To explain how equity release schemes can help, we first need to look at exactly what equity means in the context of the housing market. In very simple terms, The equity in your home is the difference between what your property is worth and any outstanding debt secured against your house. So releasing this money is simply getting hold of money that is yours anyway, which means that there is no tax payable on any funds you receive. There are numerous equity release plans on the market and it really is a case of buyer beware before signing anything.

However, the main points about equity release are:

  • You have to be over a certain age (typically over 50) and own your own home
  • You can get a cash lump sum, a regular income, or both, to use as you wish
  • You can continue to live in your home
  • You continue to be responsible for maintaining your home.

In essence, there are two main types of equity release scheme – lifetime mortgages and home reversions. In this post we’ll look at the different types of lifetime mortgages and, in the next post, we’ll concentrate on home reversions.

Equity Release: Lifetime Mortgage

  1. You take out a loan that is secured on your home (that is, the lender knows they can get their money back by selling your home)
  2. You continue to own your home, although you will have to pay back the mortgage on it;
  3. You repay the mortgage from the proceeds of the sale of your home when you die, or if you move out

Roll-Up Mortgage

With this type of Lifetime Mortgage, you borrow the cash as either a lump some or as regular income. Fixed or variable interest is added to the loan monthly or yearly. But you do not pay the interest until your home is sold. This could be when you die or need to go into a care home.

The main point to bear in mind here is that interest is compound that is it is charged on the loan and also on all the interest that has already been added. This means that the amount owed grows quickly – particularly if you have taken the money as a lump-sum. As an example, if you took a lump sum of £45,000 at, say, 5% interest a year, this is how the amount owed would grow over 25 year period:

Number of Years since Loan

Amount you Owe in £

5 57,433
10 73,301
15 93,552
20 119,399
25 152,387

Obviously, the higher the interest rate, the higher the amount you will eventually pay back.

Draw Down Mortgage

This is another type of Lifetime Mortgage. With the Draw Down Mortgage, rather than taking out a single lump sum, you take smaller amounts over a period of time; these amounts can be taken at regular intervals or as and when you need them. Interest is not paid until the loan has been repaid.

Interest Only Mortgage

You borrow a cash lump sum and pay back the interest on the loan each month at either a fixed or variable rate. If you are on a fixed pension you could find a variable rate mortgage difficult to repay if interest rates rise. You don’t pay back the original amount of the loan until you sell your house.

Fixed Repayment Mortgage

Once again, you borrow a cash lump sum but, rather than being charged interest over the lifetime of the loan, you promise to pay the lender more than you originally borrowed when you eventually sell your home. The amount you will repay is fixed when you take the loan out.

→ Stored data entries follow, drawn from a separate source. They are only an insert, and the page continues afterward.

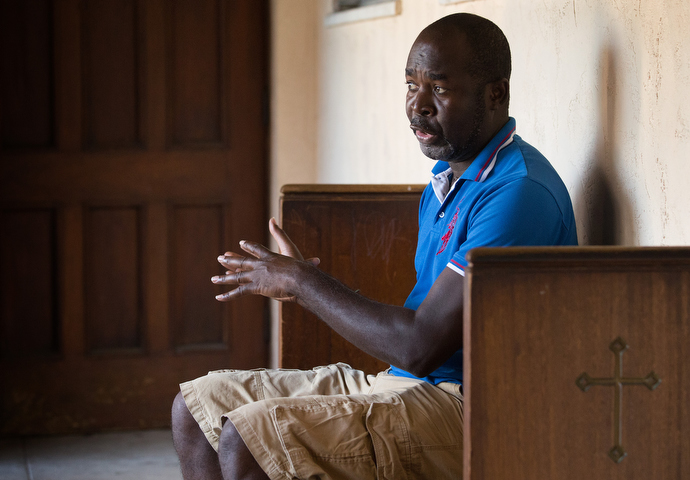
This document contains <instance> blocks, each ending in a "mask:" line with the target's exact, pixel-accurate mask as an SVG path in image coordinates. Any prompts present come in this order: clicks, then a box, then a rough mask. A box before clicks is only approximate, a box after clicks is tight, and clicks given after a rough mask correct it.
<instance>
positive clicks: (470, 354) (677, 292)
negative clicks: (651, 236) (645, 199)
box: [464, 247, 690, 480]
mask: <svg viewBox="0 0 690 480" xmlns="http://www.w3.org/2000/svg"><path fill="white" fill-rule="evenodd" d="M469 261H470V266H469V268H468V270H467V273H468V275H467V279H468V281H467V283H466V298H467V299H468V301H469V303H468V305H467V307H466V310H465V379H466V384H465V419H466V424H465V477H464V478H466V479H469V478H471V479H472V480H476V479H499V478H512V479H533V478H558V479H581V478H589V479H649V478H674V479H675V478H688V477H689V476H690V459H689V458H688V455H687V452H690V440H688V437H689V436H688V432H690V407H689V405H690V373H689V371H688V369H687V367H686V366H685V363H686V360H685V356H686V353H685V352H687V351H688V348H689V347H690V300H689V299H690V249H688V248H620V247H611V248H595V247H589V248H548V249H544V248H522V249H520V248H510V249H500V250H499V249H478V250H475V251H472V252H470V254H469ZM618 337H621V338H623V339H624V340H625V341H626V342H627V344H628V345H629V348H628V350H626V351H625V353H624V355H623V364H622V365H623V375H624V376H625V377H629V378H630V377H645V376H646V375H647V374H649V373H650V372H652V371H654V372H656V373H657V374H658V375H659V376H660V377H661V379H662V382H661V384H660V385H659V387H657V388H656V389H654V390H651V391H650V390H649V389H647V388H645V387H644V386H629V385H628V386H623V393H622V404H621V425H622V446H623V448H624V449H625V451H626V452H627V457H625V458H624V459H623V460H622V461H621V462H620V463H615V462H614V461H613V460H612V459H611V458H610V457H609V456H608V453H609V451H610V450H611V448H612V447H613V446H614V439H615V428H616V425H615V424H614V420H615V419H614V389H613V388H612V387H606V386H593V387H591V388H590V389H589V390H588V391H586V392H583V391H582V390H581V389H580V388H579V387H578V386H577V385H576V379H577V378H578V377H579V376H580V375H581V374H582V373H585V372H586V373H588V374H589V375H590V376H592V377H611V376H612V375H613V372H614V364H615V356H614V354H613V352H612V351H611V350H610V349H609V345H610V344H611V342H612V341H613V340H615V339H616V338H618Z"/></svg>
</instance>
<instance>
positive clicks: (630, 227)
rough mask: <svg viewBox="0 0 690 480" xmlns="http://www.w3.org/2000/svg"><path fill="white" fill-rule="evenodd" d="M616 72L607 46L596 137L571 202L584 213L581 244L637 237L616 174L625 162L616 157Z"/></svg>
mask: <svg viewBox="0 0 690 480" xmlns="http://www.w3.org/2000/svg"><path fill="white" fill-rule="evenodd" d="M617 71H618V65H617V62H616V54H615V52H614V51H613V49H612V48H611V47H610V46H609V47H607V48H605V49H604V50H603V51H602V54H601V63H600V80H599V88H598V91H599V102H598V103H599V132H598V139H597V142H596V147H595V149H594V151H593V152H592V158H591V159H590V161H589V162H588V168H587V170H586V172H585V173H584V175H583V179H582V185H583V189H582V190H581V192H582V193H581V196H580V198H577V199H575V202H574V203H575V209H576V211H578V212H581V213H583V214H584V216H585V218H583V220H584V221H583V222H581V227H582V230H583V231H581V232H580V243H581V244H584V245H624V244H634V243H635V240H636V238H637V233H636V232H635V225H634V223H633V215H632V206H631V203H630V200H629V198H628V195H627V193H626V192H625V188H624V186H623V185H622V184H621V182H620V180H619V175H618V169H619V168H625V165H621V159H620V158H618V157H619V151H620V149H619V146H620V145H619V142H620V140H619V138H618V130H617V128H616V120H617V117H618V113H619V110H620V108H619V99H618V92H617V88H618V84H617V81H616V72H617ZM583 203H584V205H583ZM626 237H627V238H626Z"/></svg>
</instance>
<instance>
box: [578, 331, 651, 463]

The downside of this scheme is that the lender may charge interest on this higher sum from the date you die until the mortgage is actually repaid, thus putting pressure on your loved ones to sell the home.

Home Income Plan

Another scheme where you take out a lump sum, which is used to buy an annuity that gives you a regular income, usually fixed for life. You pay the interest on the loan, usually at a fixed rate, from the income provided by the annuity. The amount you originally borrowed is repaid when your home is sold. This is really a scheme for older people as, if you take the annuity soon after retirement, the income from it will be fairly low. The older you are when you buy an annuity, the higher the income you’ll get, as there are fewer years over which the income will need to be paid.

Shared Appreciation Mortgage (SAM)

With a SAM you agree with the lender that they can have a share in any increase in the value of your home when it is sold in return for them charging you less or no interest on the loan.